“打てる捕手”と大きな期待も2軍降格 渡邉陸に生じたキャンプ中での“迷い”

ソフトバンク・渡邉陸【写真:藤浦一都】
ソフトバンク・渡邉陸【写真:藤浦一都】

「実戦が入ってきた時に去年の良い時と『あ、何かちょっと違うな』みたいな」

 ソフトバンクの渡邉陸捕手が新しい自分を確立しようとしている。24日にタマスタ筑後で行われた3軍の火の国サラマンダーズ戦に「4番・捕手」でフル出場し、1打数1安打1打点2四球。全打席で出塁し、決勝点となる唯一の打点もあげた。守備でも3投手をリードして完封勝利。この日は2軍戦がなかったため、自ら出場機会を求めての3軍戦出場だった。

 渡邉陸は今春キャンプをA組で過ごした。甲斐拓也捕手を脅かす存在として首脳陣から期待を寄せられ、オープン戦にも出場していたが、攻守に精彩を欠いた。厳しい捕手争いの中で3試合の出場に留まり、8打数1安打で打率.125。出場機会を確保するためにファームの春季教育リーグにも出場してきたが2軍降格となり、17日に開幕したウエスタン・リーグで出場を続けている。

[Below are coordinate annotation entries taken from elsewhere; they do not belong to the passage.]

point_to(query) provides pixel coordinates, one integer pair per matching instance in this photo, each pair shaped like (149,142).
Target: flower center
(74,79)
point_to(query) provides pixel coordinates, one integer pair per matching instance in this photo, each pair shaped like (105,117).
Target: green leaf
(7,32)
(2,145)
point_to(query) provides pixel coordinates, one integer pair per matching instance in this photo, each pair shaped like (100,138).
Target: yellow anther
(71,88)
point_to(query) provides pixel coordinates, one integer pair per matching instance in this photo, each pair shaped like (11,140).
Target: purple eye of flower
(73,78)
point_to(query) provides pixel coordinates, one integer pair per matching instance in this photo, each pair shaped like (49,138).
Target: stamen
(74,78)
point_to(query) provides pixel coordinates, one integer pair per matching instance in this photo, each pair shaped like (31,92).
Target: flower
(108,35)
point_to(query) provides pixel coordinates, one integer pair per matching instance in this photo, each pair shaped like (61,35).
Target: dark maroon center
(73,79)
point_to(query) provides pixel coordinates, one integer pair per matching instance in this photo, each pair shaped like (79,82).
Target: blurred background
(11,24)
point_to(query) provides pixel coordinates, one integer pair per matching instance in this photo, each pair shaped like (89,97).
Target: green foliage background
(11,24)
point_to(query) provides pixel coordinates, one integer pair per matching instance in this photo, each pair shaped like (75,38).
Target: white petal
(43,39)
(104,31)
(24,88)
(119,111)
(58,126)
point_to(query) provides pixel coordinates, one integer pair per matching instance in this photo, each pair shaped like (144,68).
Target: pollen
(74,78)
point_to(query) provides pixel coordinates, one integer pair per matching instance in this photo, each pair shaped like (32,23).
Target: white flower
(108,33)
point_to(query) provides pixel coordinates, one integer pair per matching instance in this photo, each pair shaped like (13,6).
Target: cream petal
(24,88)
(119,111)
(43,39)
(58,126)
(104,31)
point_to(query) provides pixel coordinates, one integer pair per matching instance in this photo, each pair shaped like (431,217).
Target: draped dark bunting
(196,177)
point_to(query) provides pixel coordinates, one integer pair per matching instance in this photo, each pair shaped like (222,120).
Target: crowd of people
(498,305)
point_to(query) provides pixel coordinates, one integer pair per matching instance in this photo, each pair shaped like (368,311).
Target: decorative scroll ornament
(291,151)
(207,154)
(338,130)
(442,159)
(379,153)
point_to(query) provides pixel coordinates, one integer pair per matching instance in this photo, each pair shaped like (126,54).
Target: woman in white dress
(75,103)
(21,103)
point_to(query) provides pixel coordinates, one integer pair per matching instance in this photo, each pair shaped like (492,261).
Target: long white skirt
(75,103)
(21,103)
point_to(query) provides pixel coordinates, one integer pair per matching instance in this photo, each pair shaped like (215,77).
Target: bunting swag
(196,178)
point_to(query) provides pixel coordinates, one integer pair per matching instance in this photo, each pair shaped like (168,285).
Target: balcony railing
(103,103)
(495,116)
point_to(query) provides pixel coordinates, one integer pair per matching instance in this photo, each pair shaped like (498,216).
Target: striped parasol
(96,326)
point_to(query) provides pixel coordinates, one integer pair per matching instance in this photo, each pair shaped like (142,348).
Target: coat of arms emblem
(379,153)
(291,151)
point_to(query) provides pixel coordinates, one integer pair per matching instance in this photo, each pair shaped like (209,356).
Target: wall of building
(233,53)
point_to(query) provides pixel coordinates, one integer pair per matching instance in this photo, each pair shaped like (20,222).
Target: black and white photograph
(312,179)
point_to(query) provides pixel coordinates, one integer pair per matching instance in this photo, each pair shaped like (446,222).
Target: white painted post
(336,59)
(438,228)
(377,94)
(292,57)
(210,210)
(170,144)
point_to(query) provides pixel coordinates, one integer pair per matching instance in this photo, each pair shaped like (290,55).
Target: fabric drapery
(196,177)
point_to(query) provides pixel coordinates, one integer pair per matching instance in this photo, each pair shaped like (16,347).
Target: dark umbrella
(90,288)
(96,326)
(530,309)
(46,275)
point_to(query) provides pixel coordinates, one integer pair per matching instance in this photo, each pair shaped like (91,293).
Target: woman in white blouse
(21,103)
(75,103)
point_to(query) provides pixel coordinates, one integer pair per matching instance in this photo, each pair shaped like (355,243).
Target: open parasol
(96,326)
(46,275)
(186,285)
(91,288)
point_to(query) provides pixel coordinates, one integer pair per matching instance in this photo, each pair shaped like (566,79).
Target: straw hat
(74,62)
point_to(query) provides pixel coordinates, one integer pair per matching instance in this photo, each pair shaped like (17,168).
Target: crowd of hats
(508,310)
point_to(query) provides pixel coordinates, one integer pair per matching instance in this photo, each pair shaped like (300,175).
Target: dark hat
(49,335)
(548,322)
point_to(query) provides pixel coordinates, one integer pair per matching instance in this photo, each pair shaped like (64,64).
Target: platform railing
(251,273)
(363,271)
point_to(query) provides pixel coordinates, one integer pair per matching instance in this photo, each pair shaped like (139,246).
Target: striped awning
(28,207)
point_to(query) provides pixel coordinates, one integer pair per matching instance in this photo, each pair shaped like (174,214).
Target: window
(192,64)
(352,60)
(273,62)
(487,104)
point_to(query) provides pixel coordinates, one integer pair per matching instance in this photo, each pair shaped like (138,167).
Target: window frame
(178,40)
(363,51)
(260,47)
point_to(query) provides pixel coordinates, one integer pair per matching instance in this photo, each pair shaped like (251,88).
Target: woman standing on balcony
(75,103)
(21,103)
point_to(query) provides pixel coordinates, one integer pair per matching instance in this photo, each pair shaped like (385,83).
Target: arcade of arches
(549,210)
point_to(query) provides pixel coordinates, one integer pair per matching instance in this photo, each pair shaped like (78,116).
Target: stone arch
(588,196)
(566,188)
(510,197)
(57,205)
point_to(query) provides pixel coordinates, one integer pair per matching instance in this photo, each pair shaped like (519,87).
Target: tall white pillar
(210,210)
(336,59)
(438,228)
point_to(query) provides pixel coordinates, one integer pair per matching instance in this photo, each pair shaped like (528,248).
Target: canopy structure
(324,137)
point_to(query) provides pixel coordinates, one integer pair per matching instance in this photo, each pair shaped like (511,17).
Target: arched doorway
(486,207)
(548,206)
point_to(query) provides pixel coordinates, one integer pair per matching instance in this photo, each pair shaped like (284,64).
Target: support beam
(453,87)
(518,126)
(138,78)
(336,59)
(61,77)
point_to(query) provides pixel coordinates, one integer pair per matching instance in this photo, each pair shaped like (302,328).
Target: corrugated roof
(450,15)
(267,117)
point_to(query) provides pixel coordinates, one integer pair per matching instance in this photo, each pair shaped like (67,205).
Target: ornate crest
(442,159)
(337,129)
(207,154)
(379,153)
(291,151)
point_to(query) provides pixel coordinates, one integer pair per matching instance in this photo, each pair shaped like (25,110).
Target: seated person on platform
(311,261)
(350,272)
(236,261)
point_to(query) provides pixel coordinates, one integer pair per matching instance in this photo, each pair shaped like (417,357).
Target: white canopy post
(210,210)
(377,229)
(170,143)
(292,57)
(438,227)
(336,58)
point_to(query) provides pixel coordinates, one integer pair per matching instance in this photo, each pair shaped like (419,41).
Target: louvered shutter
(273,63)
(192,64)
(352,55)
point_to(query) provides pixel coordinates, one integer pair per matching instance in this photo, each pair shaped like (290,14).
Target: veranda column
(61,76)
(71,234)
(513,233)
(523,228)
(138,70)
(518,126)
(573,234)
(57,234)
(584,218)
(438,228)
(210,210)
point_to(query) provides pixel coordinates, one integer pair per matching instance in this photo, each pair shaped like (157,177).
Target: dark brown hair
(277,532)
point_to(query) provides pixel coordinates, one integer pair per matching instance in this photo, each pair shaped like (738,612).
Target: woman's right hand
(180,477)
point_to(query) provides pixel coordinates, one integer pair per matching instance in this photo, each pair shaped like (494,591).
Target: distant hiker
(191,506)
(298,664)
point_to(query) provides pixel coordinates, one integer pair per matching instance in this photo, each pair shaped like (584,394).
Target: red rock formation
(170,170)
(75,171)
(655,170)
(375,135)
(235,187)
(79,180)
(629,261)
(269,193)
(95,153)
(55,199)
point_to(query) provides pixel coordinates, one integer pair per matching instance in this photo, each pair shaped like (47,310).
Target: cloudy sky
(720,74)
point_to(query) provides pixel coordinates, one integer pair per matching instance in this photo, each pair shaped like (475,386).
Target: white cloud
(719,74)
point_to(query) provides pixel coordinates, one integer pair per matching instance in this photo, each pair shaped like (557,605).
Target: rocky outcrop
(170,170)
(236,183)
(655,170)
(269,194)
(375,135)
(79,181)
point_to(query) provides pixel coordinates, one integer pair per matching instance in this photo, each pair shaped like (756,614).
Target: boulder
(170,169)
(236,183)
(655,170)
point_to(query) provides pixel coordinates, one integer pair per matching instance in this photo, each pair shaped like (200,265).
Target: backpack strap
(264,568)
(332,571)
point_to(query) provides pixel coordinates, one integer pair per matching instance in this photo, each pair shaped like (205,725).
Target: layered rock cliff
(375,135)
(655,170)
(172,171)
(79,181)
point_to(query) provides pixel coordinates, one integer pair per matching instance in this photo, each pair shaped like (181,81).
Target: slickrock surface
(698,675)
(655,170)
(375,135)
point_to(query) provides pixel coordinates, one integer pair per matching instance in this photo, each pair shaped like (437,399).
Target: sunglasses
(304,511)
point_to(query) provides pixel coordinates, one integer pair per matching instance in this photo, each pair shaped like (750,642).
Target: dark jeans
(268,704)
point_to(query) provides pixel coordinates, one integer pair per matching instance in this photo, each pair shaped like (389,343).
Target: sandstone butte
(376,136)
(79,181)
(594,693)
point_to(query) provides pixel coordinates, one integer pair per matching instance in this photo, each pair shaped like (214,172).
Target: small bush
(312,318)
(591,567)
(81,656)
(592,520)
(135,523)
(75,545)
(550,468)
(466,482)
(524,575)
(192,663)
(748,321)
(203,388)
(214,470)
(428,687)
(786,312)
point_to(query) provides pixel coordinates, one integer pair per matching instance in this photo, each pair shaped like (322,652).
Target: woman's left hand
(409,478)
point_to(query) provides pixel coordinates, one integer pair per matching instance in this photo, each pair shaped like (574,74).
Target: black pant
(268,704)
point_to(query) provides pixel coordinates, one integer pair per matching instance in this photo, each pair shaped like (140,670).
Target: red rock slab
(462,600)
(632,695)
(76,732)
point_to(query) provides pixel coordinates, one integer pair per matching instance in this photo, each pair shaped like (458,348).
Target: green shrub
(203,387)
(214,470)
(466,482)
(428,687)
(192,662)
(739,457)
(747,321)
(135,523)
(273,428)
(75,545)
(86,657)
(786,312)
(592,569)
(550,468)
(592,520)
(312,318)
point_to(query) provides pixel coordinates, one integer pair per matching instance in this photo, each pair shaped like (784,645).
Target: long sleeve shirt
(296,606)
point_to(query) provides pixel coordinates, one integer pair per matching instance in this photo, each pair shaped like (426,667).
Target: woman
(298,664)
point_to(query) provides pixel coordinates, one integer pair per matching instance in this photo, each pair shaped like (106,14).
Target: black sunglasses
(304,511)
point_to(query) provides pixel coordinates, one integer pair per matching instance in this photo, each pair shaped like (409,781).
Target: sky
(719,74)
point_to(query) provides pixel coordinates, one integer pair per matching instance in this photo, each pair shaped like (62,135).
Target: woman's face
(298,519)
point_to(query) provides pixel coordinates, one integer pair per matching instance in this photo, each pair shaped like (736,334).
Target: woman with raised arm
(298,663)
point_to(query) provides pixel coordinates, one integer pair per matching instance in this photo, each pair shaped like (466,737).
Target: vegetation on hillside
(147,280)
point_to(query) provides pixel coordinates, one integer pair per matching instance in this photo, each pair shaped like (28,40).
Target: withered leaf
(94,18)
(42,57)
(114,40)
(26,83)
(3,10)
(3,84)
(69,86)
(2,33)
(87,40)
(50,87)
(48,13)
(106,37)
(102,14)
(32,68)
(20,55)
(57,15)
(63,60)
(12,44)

 A組でキャンプインを迎えたものの、悩みは消えなかった。2軍で再調整となった渡邉陸は3軍戦での出場を終えて「バッティングが思った通りにいかなくて。迷いじゃないですけど、そういうのがずっとあった中で2軍が開幕して。1打席でも打席に立ちたいなと思って、今日は(3軍戦に)出ました」と説明した。